FIGI (Financial Instrument Global Identifier) is a standardized identifier used to uniquely reference financial instruments across global markets. It is designed to be consistent, permanent, and market-agnostic, making it suitable for identifying instruments across exchanges, asset classes, and data providers.

At Twelve Data, FIGI is supported at multiple levels to accommodate different use cases, ranging from exchange-specific listings to issuer-level equity analysis.

What is a FIGI?

A FIGI uniquely identifies a specific traded instrument, such as a stock listed on a particular exchange in a specific currency.

Key characteristics:

  • Identifies a single listing

  • Exchange and currency specific

  • Permanent (does not change even if a ticker changes)

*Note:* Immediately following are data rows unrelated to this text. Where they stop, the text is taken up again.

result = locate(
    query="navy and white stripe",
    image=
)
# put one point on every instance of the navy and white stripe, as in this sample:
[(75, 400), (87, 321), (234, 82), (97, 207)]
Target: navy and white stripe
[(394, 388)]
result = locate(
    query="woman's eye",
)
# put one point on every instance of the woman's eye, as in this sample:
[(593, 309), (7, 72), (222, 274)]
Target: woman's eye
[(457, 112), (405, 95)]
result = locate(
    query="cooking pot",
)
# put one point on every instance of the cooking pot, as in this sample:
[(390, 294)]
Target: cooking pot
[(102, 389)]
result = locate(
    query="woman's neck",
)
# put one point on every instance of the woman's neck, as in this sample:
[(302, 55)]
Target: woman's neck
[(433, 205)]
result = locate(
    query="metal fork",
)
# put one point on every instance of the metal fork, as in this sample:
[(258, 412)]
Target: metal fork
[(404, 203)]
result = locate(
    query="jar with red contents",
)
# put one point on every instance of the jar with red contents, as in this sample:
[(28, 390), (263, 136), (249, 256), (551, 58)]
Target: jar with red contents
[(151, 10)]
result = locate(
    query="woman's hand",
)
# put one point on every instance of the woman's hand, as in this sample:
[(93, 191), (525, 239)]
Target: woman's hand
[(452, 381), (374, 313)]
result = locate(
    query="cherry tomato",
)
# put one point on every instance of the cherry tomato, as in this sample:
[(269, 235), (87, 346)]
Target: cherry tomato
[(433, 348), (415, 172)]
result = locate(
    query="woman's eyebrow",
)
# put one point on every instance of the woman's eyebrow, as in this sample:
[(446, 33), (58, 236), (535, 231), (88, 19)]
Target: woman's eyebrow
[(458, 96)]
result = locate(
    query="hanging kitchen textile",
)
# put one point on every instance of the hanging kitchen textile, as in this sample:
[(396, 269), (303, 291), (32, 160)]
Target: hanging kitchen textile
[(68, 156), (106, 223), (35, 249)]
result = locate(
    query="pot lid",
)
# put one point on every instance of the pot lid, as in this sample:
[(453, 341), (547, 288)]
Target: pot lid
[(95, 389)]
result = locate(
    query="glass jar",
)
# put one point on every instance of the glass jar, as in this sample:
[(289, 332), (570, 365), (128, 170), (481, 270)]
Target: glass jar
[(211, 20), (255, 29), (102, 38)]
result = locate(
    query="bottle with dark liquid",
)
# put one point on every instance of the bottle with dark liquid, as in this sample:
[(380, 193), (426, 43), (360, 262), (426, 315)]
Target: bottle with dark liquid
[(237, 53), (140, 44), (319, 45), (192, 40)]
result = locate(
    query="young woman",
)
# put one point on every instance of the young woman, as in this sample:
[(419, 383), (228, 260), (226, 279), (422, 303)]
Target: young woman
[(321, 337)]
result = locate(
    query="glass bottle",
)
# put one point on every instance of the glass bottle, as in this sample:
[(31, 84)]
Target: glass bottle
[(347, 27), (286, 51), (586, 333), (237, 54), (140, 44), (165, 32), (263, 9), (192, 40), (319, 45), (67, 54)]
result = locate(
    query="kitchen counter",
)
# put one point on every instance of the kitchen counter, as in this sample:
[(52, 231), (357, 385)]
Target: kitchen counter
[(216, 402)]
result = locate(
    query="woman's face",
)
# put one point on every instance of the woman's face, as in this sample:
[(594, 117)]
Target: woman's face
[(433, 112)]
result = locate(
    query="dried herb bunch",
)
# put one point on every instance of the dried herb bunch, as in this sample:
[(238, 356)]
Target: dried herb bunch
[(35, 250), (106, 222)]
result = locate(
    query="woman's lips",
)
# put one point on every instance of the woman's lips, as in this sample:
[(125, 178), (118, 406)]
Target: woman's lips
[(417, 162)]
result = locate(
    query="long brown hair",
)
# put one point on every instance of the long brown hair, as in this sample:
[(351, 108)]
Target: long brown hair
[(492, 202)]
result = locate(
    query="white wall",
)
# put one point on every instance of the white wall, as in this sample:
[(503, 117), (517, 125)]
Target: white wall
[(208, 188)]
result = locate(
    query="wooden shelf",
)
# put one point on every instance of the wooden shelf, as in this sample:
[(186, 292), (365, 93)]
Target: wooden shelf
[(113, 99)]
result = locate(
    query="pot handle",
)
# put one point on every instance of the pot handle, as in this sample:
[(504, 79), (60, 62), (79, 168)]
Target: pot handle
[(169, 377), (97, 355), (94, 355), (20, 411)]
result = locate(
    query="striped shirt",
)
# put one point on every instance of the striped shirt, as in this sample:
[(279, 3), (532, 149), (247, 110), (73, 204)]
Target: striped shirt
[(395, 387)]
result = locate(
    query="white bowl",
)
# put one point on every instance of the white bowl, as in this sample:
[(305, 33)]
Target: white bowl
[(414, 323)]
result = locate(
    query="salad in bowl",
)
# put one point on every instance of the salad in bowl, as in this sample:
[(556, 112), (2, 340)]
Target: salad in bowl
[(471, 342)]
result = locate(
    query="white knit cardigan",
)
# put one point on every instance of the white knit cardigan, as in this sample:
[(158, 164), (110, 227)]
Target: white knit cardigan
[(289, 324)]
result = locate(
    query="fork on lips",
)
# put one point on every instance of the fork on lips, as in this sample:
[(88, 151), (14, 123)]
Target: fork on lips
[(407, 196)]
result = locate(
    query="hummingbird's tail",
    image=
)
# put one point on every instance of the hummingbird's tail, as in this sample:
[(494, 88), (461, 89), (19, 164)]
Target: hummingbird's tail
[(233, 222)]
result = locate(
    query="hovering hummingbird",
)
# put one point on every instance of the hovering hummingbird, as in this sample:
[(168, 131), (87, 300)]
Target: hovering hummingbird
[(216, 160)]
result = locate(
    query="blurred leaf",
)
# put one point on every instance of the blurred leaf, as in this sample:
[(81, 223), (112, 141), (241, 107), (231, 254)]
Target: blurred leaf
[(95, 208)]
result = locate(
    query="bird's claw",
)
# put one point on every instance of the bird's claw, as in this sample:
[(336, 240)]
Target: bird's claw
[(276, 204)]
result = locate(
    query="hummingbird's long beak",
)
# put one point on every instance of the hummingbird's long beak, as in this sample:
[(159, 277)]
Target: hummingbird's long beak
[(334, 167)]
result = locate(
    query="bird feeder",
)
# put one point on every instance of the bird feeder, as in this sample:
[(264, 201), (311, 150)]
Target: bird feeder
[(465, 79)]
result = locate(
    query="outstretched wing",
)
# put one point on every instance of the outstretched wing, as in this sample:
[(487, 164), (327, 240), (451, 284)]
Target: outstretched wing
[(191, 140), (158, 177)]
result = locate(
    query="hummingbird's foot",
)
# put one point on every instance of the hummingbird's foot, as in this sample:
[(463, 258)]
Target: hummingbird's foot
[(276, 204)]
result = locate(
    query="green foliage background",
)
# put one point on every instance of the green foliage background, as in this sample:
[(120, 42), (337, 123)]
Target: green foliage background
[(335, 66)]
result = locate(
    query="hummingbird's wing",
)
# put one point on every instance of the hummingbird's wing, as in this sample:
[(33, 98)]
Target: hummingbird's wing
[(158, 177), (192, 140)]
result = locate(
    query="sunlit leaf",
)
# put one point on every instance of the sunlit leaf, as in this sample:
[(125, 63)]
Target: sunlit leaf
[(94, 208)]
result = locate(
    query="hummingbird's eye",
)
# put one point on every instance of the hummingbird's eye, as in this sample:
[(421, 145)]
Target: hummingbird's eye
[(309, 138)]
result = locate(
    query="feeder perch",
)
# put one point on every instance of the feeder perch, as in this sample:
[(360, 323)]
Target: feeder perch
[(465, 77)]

  • Suitable for precise, venue-level market data requests

Example:

  • Apple Inc. common stock listed on NASDAQ (USD) has its own FIGI

  • The same Apple shares listed on XETRA (EUR) have a different FIGI

Use FIGI when you want:
Exact data for a specific listing on a specific exchange.

Composite FIGI

A Composite FIGI represents the same instrument aggregated across all exchanges where it trades.

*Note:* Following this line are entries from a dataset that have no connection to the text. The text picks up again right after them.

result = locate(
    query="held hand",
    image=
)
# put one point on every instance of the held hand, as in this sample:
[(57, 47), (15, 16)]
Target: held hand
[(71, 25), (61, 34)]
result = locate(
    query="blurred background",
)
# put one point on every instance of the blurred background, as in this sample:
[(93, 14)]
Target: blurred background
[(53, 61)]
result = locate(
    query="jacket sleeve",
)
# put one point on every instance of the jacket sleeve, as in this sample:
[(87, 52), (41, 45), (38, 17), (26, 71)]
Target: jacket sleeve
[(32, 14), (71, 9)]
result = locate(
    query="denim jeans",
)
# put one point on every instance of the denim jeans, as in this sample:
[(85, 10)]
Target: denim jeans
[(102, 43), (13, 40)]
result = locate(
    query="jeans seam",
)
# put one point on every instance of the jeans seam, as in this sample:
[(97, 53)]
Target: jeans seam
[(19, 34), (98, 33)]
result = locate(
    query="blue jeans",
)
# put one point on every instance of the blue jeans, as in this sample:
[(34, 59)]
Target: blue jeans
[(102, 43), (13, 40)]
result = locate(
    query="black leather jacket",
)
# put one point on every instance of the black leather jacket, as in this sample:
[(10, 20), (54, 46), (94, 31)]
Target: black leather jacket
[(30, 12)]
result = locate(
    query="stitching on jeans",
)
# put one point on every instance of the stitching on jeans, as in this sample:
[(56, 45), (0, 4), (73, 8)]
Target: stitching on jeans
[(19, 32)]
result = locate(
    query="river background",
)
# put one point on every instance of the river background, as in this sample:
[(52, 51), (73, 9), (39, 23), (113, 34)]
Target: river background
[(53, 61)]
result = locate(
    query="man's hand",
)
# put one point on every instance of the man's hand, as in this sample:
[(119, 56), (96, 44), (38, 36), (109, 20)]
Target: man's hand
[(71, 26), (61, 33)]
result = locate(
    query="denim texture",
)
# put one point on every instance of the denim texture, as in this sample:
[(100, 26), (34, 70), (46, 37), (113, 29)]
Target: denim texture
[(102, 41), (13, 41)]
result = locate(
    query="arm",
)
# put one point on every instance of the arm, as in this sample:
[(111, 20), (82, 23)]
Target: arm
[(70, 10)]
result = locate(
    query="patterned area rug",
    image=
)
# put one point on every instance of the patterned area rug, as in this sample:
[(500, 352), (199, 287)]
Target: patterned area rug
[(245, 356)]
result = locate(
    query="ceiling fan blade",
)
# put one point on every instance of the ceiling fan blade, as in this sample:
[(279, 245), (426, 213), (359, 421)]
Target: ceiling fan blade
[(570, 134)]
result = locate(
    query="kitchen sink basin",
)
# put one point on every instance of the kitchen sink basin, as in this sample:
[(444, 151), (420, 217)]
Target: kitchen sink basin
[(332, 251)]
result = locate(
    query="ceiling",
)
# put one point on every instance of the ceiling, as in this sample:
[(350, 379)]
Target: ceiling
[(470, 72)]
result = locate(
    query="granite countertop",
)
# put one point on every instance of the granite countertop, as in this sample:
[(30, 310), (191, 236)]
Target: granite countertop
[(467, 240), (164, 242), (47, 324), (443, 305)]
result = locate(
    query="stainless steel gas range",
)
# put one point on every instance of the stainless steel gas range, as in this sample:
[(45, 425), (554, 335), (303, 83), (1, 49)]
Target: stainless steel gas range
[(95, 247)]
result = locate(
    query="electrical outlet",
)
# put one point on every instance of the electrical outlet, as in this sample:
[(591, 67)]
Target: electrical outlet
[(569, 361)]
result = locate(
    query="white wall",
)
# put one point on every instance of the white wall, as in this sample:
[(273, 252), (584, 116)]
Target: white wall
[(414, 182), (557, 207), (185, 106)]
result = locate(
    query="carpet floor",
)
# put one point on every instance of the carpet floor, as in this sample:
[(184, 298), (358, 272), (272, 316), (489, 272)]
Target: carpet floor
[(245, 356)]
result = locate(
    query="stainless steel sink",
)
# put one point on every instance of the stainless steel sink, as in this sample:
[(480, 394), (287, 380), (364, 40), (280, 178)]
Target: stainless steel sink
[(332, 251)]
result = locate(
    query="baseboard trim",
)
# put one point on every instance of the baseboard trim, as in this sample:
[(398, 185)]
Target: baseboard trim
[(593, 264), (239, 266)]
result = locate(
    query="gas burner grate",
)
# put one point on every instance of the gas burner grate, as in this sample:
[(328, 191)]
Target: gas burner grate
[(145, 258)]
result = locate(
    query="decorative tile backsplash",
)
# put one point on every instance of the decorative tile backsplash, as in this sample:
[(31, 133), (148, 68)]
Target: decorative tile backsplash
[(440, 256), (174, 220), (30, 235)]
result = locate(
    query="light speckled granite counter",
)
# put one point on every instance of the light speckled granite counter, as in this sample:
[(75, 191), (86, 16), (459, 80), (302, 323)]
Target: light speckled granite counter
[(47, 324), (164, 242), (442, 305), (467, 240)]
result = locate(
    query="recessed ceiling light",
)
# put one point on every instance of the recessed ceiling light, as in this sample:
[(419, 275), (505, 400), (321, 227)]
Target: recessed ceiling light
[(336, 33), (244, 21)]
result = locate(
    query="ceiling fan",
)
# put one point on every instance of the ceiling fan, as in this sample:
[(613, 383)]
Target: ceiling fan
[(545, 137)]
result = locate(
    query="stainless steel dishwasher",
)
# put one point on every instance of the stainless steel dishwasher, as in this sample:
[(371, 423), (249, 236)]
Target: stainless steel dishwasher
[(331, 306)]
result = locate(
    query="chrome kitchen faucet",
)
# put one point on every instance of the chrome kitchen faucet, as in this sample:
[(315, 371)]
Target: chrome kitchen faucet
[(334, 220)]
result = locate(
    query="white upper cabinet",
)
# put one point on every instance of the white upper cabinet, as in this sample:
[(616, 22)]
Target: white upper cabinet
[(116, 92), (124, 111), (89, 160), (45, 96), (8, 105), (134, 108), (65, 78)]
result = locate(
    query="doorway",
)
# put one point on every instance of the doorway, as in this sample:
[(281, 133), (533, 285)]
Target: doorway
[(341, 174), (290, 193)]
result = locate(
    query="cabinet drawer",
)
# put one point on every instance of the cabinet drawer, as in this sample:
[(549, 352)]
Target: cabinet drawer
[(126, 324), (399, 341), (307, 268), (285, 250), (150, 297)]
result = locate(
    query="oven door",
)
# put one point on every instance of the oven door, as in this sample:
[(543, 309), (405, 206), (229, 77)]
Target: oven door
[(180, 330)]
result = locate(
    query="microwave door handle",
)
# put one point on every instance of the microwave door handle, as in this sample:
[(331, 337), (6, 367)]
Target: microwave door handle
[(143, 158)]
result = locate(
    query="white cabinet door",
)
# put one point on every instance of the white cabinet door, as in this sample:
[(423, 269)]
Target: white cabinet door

Instead of referencing one listing, the composite FIGI groups all venue-specific listings of the same instrument into a single identifier.

Key characteristics:

  • Aggregates multiple exchange listings

  • Still refers to the same instrument

  • Useful for cross-venue consolidation

Example:

  • Apple Inc. common stock trades on NASDAQ, XETRA, and other venues

  • Each listing has its own FIGI

  • All of these listings map to one Composite FIGI

Use Composite FIGI when you want:

  • Consolidated pricing or volume

  • Cross-exchange coverage

  • Instrument-level analysis without choosing a specific venue

Share Class FIGI

A Share Class FIGI identifies a class of equity issued by a company, independent of where it trades.

It abstracts away exchanges, currencies, and listings, focusing instead on the economic rights of the shares.

Key characteristics:

  • Groups all listings of the same share class

  • Exchange-agnostic and currency-agnostic

  • Distinguishes between different equity classes (e.g., Class A vs. Class B, common vs. preferred)

Example:

  • Alphabet Inc. has Class A (GOOGL) and Class C (GOOG) shares

  • Each class has:

    • Multiple listings

    • Multiple instrument-level FIGIs

  • Each class is represented by its own Share Class FIGI

Use Share Class FIGI when you want:

  • Issuer-level equity analysis

  • Normalization across venues and currencies

  • To differentiate between multiple share classes of the same issuer

Summary

FIGI identifiers form a natural hierarchy, from broad to specific:

Share Class FIGI    
└── Composite FIGI
└── Instrument FIGI
  • Share Class FIGI: “What type of shares are these?”

  • Composite FIGI: “Where is this same instrument traded?”

  • Instrument FIGI: “What is this exact listing?”